Gov. Andrew Cuomo is without a doubt having a moment. His response to the coronavirus outbreak has received widespread approval. His daily press briefings are expanding public understanding of the pandemic in a way quite unlike those done by President Donald Trump and New York City Mayor Bill de Blasio. #PresidentCuomo was a top trending topic on Twitter on Saturday. Cuomo is even getting some love from female fans and Italians alike.
Despite all of this, there are several aspects of the governor’s approach that are spurring significant criticism from lawmakers and activists alike. The governor continues to claim that a recently-passed federal coronavirus stimulus bill did not include any aid for New York state, which is not exactly accurate. Though confirmed cases in jails and prisons (and juvenile facilities) across the state are on the rise, Cuomo has continued to downplay the risk of a widespread outbreak among incarcerated people and corrections staff.

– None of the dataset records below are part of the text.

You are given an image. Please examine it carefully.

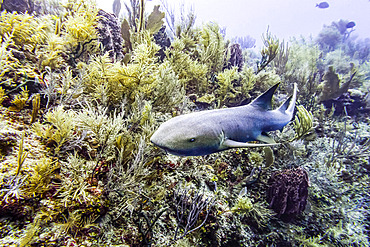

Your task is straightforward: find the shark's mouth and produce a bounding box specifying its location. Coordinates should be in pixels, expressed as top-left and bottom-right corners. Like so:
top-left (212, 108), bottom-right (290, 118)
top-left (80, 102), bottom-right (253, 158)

top-left (151, 141), bottom-right (185, 156)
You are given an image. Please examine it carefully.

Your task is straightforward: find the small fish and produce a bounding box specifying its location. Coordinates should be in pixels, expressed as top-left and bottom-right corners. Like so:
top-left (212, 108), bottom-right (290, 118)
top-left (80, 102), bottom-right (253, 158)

top-left (150, 84), bottom-right (297, 156)
top-left (316, 2), bottom-right (329, 9)
top-left (346, 21), bottom-right (356, 28)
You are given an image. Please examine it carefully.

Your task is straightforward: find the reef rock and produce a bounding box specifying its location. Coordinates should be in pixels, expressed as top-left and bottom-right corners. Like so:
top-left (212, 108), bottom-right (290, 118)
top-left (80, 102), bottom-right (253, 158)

top-left (267, 168), bottom-right (309, 220)
top-left (322, 89), bottom-right (370, 116)
top-left (97, 9), bottom-right (123, 60)
top-left (1, 0), bottom-right (34, 13)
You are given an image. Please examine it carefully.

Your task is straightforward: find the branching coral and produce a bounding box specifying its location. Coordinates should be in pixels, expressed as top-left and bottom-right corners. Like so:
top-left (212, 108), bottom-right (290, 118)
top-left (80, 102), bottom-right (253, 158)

top-left (267, 168), bottom-right (309, 219)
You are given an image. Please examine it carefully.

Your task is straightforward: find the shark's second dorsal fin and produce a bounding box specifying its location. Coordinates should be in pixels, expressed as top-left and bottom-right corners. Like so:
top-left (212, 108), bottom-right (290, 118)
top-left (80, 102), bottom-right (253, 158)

top-left (251, 83), bottom-right (280, 111)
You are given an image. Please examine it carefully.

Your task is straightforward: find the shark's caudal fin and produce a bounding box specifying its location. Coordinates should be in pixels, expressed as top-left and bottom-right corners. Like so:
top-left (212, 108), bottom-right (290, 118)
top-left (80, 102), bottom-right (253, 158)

top-left (250, 83), bottom-right (280, 111)
top-left (278, 83), bottom-right (297, 116)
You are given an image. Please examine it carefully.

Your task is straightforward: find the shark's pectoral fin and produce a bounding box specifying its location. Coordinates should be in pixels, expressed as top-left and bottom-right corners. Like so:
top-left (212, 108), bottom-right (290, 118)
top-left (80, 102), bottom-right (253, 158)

top-left (256, 133), bottom-right (276, 144)
top-left (222, 139), bottom-right (280, 148)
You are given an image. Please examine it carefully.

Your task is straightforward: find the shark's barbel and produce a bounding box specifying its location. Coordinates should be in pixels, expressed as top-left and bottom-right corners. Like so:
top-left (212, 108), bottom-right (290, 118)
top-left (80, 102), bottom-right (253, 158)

top-left (150, 84), bottom-right (297, 156)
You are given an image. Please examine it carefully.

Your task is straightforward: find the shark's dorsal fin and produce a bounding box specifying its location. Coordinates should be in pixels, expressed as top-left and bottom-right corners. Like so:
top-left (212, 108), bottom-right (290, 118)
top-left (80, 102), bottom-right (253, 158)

top-left (256, 132), bottom-right (276, 144)
top-left (251, 82), bottom-right (280, 111)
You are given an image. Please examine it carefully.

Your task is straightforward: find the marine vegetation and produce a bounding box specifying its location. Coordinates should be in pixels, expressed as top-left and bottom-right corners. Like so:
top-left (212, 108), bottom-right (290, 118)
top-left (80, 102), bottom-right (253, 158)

top-left (0, 0), bottom-right (370, 247)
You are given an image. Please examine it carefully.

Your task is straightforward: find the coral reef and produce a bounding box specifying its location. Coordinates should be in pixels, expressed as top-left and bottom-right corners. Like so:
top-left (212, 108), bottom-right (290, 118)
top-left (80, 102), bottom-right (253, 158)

top-left (267, 168), bottom-right (309, 219)
top-left (97, 9), bottom-right (123, 60)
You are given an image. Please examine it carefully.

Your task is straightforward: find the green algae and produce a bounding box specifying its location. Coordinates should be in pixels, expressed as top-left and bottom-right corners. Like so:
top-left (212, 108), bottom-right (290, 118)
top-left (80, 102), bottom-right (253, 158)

top-left (0, 1), bottom-right (370, 246)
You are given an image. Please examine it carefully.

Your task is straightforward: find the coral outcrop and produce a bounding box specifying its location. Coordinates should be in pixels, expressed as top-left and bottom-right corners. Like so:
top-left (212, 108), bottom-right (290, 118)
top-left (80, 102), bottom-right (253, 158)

top-left (97, 9), bottom-right (123, 60)
top-left (267, 168), bottom-right (309, 219)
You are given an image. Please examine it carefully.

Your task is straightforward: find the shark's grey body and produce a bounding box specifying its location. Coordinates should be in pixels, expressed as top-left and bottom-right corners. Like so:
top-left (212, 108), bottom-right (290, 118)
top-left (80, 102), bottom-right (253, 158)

top-left (150, 84), bottom-right (297, 156)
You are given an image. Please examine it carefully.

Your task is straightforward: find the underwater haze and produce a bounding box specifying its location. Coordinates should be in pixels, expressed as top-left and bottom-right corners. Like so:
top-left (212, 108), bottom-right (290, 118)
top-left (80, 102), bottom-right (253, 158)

top-left (0, 0), bottom-right (370, 247)
top-left (97, 0), bottom-right (370, 47)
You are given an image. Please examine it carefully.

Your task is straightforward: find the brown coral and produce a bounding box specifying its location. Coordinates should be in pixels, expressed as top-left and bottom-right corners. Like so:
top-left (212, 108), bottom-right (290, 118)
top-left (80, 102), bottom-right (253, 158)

top-left (267, 168), bottom-right (309, 219)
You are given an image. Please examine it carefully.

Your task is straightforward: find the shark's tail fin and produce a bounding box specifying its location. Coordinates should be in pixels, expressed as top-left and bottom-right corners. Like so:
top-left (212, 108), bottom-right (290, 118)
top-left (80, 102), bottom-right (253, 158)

top-left (278, 83), bottom-right (297, 117)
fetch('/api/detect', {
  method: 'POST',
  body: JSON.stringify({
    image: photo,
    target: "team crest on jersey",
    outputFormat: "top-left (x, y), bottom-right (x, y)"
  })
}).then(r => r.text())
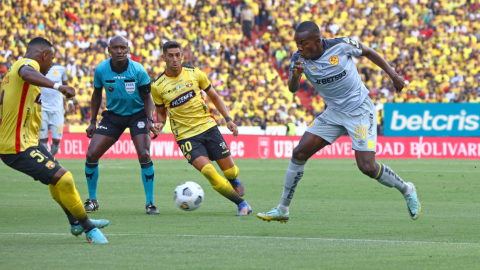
top-left (35, 93), bottom-right (42, 105)
top-left (328, 55), bottom-right (338, 66)
top-left (45, 160), bottom-right (55, 170)
top-left (170, 90), bottom-right (196, 108)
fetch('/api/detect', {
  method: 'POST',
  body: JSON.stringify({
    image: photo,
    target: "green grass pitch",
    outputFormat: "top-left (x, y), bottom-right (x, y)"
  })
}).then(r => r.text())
top-left (0, 160), bottom-right (480, 269)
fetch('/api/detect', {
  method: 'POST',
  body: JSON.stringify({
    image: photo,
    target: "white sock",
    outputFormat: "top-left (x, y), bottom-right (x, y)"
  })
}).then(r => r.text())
top-left (374, 163), bottom-right (413, 196)
top-left (280, 158), bottom-right (307, 209)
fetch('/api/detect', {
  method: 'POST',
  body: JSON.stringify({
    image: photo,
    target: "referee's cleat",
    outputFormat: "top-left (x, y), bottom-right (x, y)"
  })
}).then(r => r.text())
top-left (145, 203), bottom-right (160, 215)
top-left (405, 182), bottom-right (422, 220)
top-left (236, 201), bottom-right (252, 216)
top-left (70, 219), bottom-right (110, 236)
top-left (84, 198), bottom-right (99, 213)
top-left (85, 228), bottom-right (108, 244)
top-left (257, 207), bottom-right (290, 223)
top-left (228, 177), bottom-right (245, 197)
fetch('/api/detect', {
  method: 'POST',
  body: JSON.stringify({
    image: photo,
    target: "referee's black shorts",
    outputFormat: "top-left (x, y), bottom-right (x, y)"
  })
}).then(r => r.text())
top-left (177, 126), bottom-right (231, 164)
top-left (95, 110), bottom-right (148, 140)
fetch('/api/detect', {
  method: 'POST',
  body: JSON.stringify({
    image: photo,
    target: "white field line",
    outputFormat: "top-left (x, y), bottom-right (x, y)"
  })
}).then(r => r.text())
top-left (0, 233), bottom-right (480, 246)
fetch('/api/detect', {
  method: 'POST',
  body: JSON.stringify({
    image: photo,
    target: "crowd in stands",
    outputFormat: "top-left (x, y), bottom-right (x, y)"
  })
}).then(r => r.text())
top-left (0, 0), bottom-right (480, 134)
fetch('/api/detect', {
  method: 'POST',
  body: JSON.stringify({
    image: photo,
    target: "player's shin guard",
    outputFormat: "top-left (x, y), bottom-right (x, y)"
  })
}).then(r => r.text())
top-left (85, 162), bottom-right (98, 199)
top-left (280, 158), bottom-right (307, 208)
top-left (140, 160), bottom-right (155, 204)
top-left (55, 172), bottom-right (95, 232)
top-left (50, 143), bottom-right (60, 156)
top-left (48, 184), bottom-right (80, 226)
top-left (373, 163), bottom-right (413, 196)
top-left (201, 164), bottom-right (244, 205)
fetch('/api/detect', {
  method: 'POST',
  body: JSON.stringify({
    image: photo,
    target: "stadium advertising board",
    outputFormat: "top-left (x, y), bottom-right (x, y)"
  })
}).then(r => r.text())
top-left (384, 103), bottom-right (480, 137)
top-left (55, 133), bottom-right (480, 159)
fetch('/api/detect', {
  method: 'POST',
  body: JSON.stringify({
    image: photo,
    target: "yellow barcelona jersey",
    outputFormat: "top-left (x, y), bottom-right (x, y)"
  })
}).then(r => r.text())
top-left (0, 58), bottom-right (42, 154)
top-left (152, 66), bottom-right (217, 141)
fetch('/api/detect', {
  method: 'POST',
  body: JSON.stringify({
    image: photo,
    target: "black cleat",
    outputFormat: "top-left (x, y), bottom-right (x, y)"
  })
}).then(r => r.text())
top-left (84, 199), bottom-right (99, 213)
top-left (145, 203), bottom-right (160, 215)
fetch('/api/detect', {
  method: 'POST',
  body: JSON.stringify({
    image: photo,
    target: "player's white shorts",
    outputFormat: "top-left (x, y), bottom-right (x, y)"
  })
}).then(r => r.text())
top-left (306, 97), bottom-right (377, 152)
top-left (38, 110), bottom-right (64, 140)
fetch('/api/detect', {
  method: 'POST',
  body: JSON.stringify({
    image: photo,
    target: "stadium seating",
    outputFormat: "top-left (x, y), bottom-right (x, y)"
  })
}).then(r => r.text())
top-left (0, 0), bottom-right (480, 133)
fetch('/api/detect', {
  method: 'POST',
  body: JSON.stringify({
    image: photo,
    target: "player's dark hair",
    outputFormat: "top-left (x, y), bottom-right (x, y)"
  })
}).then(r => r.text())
top-left (27, 37), bottom-right (53, 47)
top-left (163, 41), bottom-right (181, 54)
top-left (295, 21), bottom-right (320, 35)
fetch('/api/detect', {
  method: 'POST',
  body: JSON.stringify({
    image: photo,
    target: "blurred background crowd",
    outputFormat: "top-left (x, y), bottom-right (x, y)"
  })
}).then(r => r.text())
top-left (0, 0), bottom-right (480, 132)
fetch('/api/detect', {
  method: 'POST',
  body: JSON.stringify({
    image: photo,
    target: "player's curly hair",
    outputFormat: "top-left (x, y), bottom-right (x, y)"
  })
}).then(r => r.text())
top-left (163, 41), bottom-right (182, 54)
top-left (28, 37), bottom-right (53, 47)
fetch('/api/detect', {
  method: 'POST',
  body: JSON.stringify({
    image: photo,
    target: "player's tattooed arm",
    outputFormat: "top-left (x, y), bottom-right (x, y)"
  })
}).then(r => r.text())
top-left (140, 92), bottom-right (159, 139)
top-left (207, 85), bottom-right (238, 137)
top-left (288, 61), bottom-right (305, 93)
top-left (360, 45), bottom-right (405, 93)
top-left (18, 65), bottom-right (75, 99)
top-left (86, 87), bottom-right (103, 138)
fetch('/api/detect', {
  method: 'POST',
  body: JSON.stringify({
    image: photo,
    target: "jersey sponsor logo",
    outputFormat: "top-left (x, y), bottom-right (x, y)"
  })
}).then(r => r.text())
top-left (170, 90), bottom-right (196, 108)
top-left (45, 160), bottom-right (55, 170)
top-left (258, 137), bottom-right (270, 159)
top-left (125, 82), bottom-right (135, 95)
top-left (315, 70), bottom-right (347, 84)
top-left (35, 93), bottom-right (42, 105)
top-left (328, 55), bottom-right (339, 66)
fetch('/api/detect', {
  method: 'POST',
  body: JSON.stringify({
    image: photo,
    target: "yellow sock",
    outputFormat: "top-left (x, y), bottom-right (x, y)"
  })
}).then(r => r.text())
top-left (223, 165), bottom-right (240, 180)
top-left (201, 164), bottom-right (243, 204)
top-left (54, 172), bottom-right (87, 222)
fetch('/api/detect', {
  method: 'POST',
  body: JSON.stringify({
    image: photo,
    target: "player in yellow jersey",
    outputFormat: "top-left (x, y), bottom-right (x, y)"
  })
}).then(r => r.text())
top-left (0, 37), bottom-right (108, 244)
top-left (152, 41), bottom-right (252, 216)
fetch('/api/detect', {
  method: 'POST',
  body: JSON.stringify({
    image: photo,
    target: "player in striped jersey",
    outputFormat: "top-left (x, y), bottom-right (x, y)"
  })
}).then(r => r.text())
top-left (0, 37), bottom-right (108, 244)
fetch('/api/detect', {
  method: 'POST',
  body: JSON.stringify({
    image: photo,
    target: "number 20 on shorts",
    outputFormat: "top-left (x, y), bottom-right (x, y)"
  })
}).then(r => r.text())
top-left (355, 126), bottom-right (367, 139)
top-left (180, 141), bottom-right (192, 155)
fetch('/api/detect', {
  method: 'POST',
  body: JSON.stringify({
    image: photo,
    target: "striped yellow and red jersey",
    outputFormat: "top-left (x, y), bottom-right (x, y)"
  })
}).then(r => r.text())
top-left (152, 66), bottom-right (217, 141)
top-left (0, 58), bottom-right (42, 154)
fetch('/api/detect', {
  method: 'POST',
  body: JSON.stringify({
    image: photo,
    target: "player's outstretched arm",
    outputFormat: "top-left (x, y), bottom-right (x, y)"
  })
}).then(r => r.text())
top-left (86, 87), bottom-right (103, 138)
top-left (18, 65), bottom-right (75, 99)
top-left (360, 45), bottom-right (405, 93)
top-left (207, 85), bottom-right (238, 137)
top-left (288, 61), bottom-right (305, 93)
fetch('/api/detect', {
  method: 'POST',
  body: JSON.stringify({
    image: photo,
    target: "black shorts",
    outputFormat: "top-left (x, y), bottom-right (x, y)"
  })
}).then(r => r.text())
top-left (177, 127), bottom-right (231, 164)
top-left (95, 110), bottom-right (148, 140)
top-left (0, 144), bottom-right (62, 185)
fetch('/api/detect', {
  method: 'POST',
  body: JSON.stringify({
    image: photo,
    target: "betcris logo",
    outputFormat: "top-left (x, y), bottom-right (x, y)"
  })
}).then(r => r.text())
top-left (384, 103), bottom-right (480, 137)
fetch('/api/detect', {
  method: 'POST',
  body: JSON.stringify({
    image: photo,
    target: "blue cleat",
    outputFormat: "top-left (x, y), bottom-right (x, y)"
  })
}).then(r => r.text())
top-left (236, 201), bottom-right (252, 216)
top-left (85, 228), bottom-right (108, 244)
top-left (70, 219), bottom-right (110, 236)
top-left (405, 182), bottom-right (422, 220)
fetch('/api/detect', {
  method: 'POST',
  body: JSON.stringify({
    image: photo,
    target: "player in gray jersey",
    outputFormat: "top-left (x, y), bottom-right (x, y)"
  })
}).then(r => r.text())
top-left (257, 21), bottom-right (421, 223)
top-left (38, 64), bottom-right (68, 156)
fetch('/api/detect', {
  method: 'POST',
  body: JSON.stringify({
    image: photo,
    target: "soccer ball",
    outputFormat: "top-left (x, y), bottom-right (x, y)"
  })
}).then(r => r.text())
top-left (173, 181), bottom-right (204, 211)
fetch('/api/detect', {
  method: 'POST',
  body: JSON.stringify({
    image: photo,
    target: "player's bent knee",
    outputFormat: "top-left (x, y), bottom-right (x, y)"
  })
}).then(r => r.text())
top-left (358, 164), bottom-right (377, 178)
top-left (223, 165), bottom-right (240, 179)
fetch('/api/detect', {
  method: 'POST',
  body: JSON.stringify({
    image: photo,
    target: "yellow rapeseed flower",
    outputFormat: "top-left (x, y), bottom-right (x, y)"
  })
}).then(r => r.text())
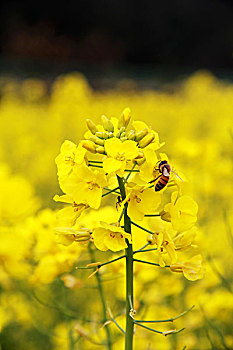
top-left (93, 221), bottom-right (131, 252)
top-left (103, 137), bottom-right (139, 177)
top-left (61, 164), bottom-right (107, 209)
top-left (170, 255), bottom-right (204, 281)
top-left (123, 184), bottom-right (161, 221)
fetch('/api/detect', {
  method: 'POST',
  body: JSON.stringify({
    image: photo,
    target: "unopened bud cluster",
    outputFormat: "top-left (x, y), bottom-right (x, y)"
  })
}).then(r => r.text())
top-left (82, 108), bottom-right (155, 159)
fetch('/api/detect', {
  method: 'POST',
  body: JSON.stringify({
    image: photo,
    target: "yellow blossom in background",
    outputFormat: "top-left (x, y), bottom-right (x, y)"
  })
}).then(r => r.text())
top-left (164, 192), bottom-right (198, 232)
top-left (170, 255), bottom-right (204, 281)
top-left (0, 72), bottom-right (233, 350)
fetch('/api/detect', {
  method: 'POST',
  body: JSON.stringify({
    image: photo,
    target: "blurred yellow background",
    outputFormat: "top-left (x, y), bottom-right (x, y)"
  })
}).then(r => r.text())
top-left (0, 71), bottom-right (233, 350)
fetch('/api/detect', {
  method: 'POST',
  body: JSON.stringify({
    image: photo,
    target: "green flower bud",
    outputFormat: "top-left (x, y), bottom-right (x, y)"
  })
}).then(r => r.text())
top-left (95, 131), bottom-right (108, 140)
top-left (135, 157), bottom-right (146, 165)
top-left (86, 119), bottom-right (98, 135)
top-left (89, 135), bottom-right (104, 146)
top-left (118, 107), bottom-right (131, 129)
top-left (82, 140), bottom-right (96, 153)
top-left (96, 146), bottom-right (105, 154)
top-left (139, 133), bottom-right (155, 148)
top-left (159, 210), bottom-right (171, 222)
top-left (119, 126), bottom-right (125, 134)
top-left (127, 130), bottom-right (135, 141)
top-left (135, 128), bottom-right (148, 141)
top-left (101, 115), bottom-right (114, 132)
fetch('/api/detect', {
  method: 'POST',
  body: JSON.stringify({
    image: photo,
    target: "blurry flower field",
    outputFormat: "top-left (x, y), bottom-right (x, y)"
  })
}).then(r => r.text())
top-left (0, 72), bottom-right (233, 350)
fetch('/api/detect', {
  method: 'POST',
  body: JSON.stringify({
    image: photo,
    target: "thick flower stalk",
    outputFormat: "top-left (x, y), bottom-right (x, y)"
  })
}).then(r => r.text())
top-left (54, 108), bottom-right (203, 350)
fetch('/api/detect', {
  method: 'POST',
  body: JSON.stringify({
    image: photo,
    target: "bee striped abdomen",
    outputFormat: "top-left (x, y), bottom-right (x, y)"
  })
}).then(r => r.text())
top-left (155, 175), bottom-right (169, 192)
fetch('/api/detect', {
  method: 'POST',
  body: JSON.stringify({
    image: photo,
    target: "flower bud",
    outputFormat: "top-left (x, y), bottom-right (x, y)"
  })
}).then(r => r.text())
top-left (135, 149), bottom-right (144, 159)
top-left (89, 135), bottom-right (104, 146)
top-left (82, 140), bottom-right (96, 153)
top-left (86, 119), bottom-right (98, 135)
top-left (101, 115), bottom-right (114, 132)
top-left (95, 131), bottom-right (108, 140)
top-left (118, 107), bottom-right (131, 129)
top-left (135, 128), bottom-right (148, 141)
top-left (146, 235), bottom-right (156, 245)
top-left (127, 130), bottom-right (135, 141)
top-left (139, 133), bottom-right (155, 148)
top-left (170, 263), bottom-right (183, 272)
top-left (54, 227), bottom-right (91, 242)
top-left (159, 210), bottom-right (171, 222)
top-left (96, 146), bottom-right (105, 154)
top-left (135, 157), bottom-right (146, 165)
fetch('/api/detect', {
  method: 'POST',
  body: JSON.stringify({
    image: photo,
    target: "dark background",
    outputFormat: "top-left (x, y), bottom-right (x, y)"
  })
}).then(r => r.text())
top-left (0, 0), bottom-right (233, 80)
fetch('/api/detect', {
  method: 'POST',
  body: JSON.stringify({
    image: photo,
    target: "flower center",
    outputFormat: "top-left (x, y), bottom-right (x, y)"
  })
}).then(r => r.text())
top-left (133, 195), bottom-right (142, 203)
top-left (116, 152), bottom-right (125, 162)
top-left (88, 181), bottom-right (100, 191)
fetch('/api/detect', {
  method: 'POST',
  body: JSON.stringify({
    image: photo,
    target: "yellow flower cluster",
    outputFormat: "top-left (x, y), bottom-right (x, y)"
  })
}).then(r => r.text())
top-left (0, 72), bottom-right (233, 350)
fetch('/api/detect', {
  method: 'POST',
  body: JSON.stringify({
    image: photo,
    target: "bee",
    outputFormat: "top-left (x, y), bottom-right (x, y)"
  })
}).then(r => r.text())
top-left (149, 160), bottom-right (183, 192)
top-left (116, 196), bottom-right (122, 211)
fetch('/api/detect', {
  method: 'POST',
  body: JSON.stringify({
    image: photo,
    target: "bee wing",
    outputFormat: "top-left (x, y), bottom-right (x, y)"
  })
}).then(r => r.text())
top-left (163, 168), bottom-right (169, 176)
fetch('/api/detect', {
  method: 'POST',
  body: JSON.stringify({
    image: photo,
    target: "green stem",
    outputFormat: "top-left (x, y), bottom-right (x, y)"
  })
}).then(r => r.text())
top-left (102, 187), bottom-right (120, 197)
top-left (117, 176), bottom-right (134, 350)
top-left (133, 259), bottom-right (170, 267)
top-left (89, 245), bottom-right (112, 350)
top-left (144, 214), bottom-right (160, 218)
top-left (88, 164), bottom-right (103, 168)
top-left (131, 220), bottom-right (154, 235)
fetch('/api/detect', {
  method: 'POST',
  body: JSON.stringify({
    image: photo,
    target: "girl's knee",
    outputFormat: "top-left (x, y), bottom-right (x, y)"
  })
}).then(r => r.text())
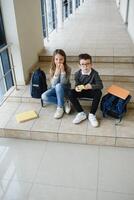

On Saturday, Cuomo claimed that there was no “significant issue” with the spread of coronavirus in jails and prisons. He also repeated a claim the next day that the state got no federal aid from a bill that Trump signed into law earlier in the week, which makes billions in federal aid contingent on states refraining from making changes to their Medicaid programs.
And then there is the issue of rent. “We took care of the rent issue here in New York,” Cuomo told reporters at a Sunday morning press conference at the state Capitol. He added, “You cannot be evicted for nonpayment of rent,” per a directive he issued Friday.
However, all three issues are much more complicated than he is letting on during the daily briefings that have fueled an enormous spike in his popularity in recent weeks.
Cuomo’s claim that it’s all good for tenants? “This is false,” state Senate Deputy Majority Leader Michael Gianaris, who plans to propose legislation that would forgive residential and commercial rents for people and businesses who have lost work or been forced to close down because of the pandemic, said on Twitter in response to the governor’s remarks on rent. “Postponing evictions while allowing rent obligations to continue to accumulate only creates a bigger housing crisis in the months.” The governor has issued a 90-day moratorium on evictions.
Such claims have diminished some of the political popularity that Cuomo is getting from his overall well-received response to the pandemic. Groups on the political left and right are criticizing his insistence on staying the course with limiting spending on Medicaid. Activists are continuing to push for the release of elderly and sick inmates. His continued efforts to amend recently-implemented bail reforms to give judges more discretion to keep dangerous inmates in jail is also controversial.
Cuomo’s domination of state politics has only increased in recent weeks, but he has appeared to respond to political pressure at times. Notable examples include that moratorium on evictions as well as moves to make insurance companies cover coronavirus testing and treatment.
Lawmakers are aware that the budget is their only point of leverage, and that they also need to differentiate between the governor’s actions that they support – and those that require more scrutiny. “You have to pay attention to the details because the governor is always about the details,” state Senate Health Committee Chair Gustavo Rivera told City & State this week. “Once he gets done with the budget, he doesn't need a legislature anymore.” And when that happens, lawmakers and activists alike will lose an important tool in dealing with a governor who is more in control than ever, for better or worse.